237. Memorandum From the Deputy Secretary of State (Christopher) to Secretary of State Vance1


  • Panama Legislation

At breakfast today, Senators Stennis and Levin and I explored the differences between the Senate and House bills and possible areas of compromise.2 Stennis is approaching the matter with deliberation, [Page 576] reflecting not only his long experience but his sense that there is relatively little room for maneuver. Senator Levin is pushing to try to resolve the matter this week on the theory that Murphy wants a bill this week and will be willing to give up more now than in September. I told Carl that I thought we should not lose sight of the importance of full participation by Senator Stennis and that delay would be justified if necessary to insure his active involvement, both in the conference and in pushing through the Senate the bill ultimately developed in conference.

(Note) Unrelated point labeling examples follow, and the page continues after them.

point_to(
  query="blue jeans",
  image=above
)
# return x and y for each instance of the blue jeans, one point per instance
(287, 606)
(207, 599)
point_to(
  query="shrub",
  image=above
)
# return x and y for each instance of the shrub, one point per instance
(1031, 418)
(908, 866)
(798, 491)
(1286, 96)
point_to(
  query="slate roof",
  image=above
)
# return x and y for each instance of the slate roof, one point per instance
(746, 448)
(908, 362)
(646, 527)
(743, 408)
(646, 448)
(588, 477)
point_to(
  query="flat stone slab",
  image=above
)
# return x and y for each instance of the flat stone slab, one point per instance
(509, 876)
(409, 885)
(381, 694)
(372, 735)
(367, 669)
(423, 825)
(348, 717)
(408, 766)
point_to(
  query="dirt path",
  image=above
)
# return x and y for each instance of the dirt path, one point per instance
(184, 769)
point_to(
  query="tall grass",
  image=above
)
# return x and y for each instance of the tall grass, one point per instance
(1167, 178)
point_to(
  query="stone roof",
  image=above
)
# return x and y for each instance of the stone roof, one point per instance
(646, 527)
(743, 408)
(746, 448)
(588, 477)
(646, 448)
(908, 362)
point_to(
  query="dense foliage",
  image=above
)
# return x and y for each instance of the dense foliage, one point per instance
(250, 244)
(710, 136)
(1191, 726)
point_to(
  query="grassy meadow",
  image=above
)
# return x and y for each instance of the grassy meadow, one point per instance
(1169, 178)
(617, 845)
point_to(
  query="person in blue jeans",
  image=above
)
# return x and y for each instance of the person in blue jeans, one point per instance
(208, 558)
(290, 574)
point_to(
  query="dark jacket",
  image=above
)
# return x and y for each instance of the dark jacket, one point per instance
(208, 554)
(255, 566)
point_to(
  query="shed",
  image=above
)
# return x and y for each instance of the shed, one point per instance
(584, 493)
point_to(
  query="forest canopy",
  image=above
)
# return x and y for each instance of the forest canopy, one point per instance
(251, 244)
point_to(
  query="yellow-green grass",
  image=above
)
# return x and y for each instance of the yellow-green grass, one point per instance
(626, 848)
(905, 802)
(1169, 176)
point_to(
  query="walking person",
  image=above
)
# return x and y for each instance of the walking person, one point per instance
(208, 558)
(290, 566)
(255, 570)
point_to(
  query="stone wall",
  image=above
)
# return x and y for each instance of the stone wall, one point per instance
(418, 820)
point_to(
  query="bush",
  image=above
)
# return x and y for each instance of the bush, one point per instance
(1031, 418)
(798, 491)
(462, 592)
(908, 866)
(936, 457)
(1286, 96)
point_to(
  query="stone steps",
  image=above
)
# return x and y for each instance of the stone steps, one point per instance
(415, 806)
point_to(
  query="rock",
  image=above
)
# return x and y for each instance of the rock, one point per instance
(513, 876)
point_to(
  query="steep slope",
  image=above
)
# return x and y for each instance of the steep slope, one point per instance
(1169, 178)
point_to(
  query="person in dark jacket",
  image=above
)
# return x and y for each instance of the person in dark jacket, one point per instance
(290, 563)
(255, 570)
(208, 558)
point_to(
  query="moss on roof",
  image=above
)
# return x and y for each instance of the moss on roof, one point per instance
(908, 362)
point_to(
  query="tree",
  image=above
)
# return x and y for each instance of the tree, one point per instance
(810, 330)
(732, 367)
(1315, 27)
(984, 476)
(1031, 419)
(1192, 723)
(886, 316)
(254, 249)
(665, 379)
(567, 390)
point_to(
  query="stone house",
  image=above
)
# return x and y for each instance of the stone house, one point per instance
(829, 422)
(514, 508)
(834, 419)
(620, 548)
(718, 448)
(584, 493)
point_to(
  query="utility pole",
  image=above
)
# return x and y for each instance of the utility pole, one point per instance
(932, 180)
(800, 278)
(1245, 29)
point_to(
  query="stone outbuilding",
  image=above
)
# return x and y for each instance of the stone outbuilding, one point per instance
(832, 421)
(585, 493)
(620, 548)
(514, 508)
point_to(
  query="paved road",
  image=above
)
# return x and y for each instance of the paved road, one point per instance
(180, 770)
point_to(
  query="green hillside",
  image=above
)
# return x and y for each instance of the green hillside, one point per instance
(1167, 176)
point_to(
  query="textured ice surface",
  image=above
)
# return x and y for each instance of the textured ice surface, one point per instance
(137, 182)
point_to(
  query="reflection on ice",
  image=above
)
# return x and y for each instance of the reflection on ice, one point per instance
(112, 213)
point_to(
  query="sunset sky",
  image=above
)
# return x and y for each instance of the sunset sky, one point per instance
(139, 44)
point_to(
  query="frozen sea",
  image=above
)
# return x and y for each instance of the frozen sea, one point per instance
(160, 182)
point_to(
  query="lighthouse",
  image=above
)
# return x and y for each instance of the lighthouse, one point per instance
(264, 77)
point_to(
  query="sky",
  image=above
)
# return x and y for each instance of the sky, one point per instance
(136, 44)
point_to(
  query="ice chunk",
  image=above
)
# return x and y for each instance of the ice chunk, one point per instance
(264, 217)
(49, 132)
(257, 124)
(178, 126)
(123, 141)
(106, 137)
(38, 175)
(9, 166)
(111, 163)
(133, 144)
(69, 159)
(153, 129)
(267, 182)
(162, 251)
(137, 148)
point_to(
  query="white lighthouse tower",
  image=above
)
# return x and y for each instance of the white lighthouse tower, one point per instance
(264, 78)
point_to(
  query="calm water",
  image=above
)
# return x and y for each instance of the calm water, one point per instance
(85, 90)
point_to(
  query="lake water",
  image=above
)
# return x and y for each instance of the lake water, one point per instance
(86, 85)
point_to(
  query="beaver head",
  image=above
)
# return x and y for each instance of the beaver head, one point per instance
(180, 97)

Senator Stennis is meeting with Murphy at 2:00 p.m. today—just the two of them. Murphy wanted to start the conference today but Stennis told him that he was not prepared to name the Senate conferees until he had a better idea of Murphy’s intentions.

Warren Christopher
  1. Source: National Archives, RG 59, Office of the Deputy Secretary, Records of Warren Christopher, 1977–1980, Lot 81D113, Box 21, Memoranda to the Secretary—1979. No classification marking. Copies were sent to Atwood and Popper.
  2. The House passed the Murphy version of the Panama Canal Treaty Implementing Legislation on June 21 by a vote of 224–202. For the text of Carter’s statement on the passage, see Public Papers: Carter, 1979, Book I, p. 1125. Carter expressed appreciation for those who voted for the legislation and stated the administration would be seeking improvements in the bill to ensure the legislation was fully consistent with the treaty. In its statement on the House of Representatives approval of the legislation, sent in telegram 4680 from Panama City, June 22, the Panamanian Government called the bill a “positive step,” expressed its belief that parts of the bill did not adhere to the treaty and were therefore unacceptable, and congratulated Carter on his decision to abide by the treaty. (Department of State, American Embassy Panama, Unclassified Political Subject Files, 1979, Lot 82F94, Box 26, POL 33.3–2, Implementing Legislation, 1979). On July 26, the Senate amended and passed the treaty implementation bill favored by the administration by a vote of 64–30.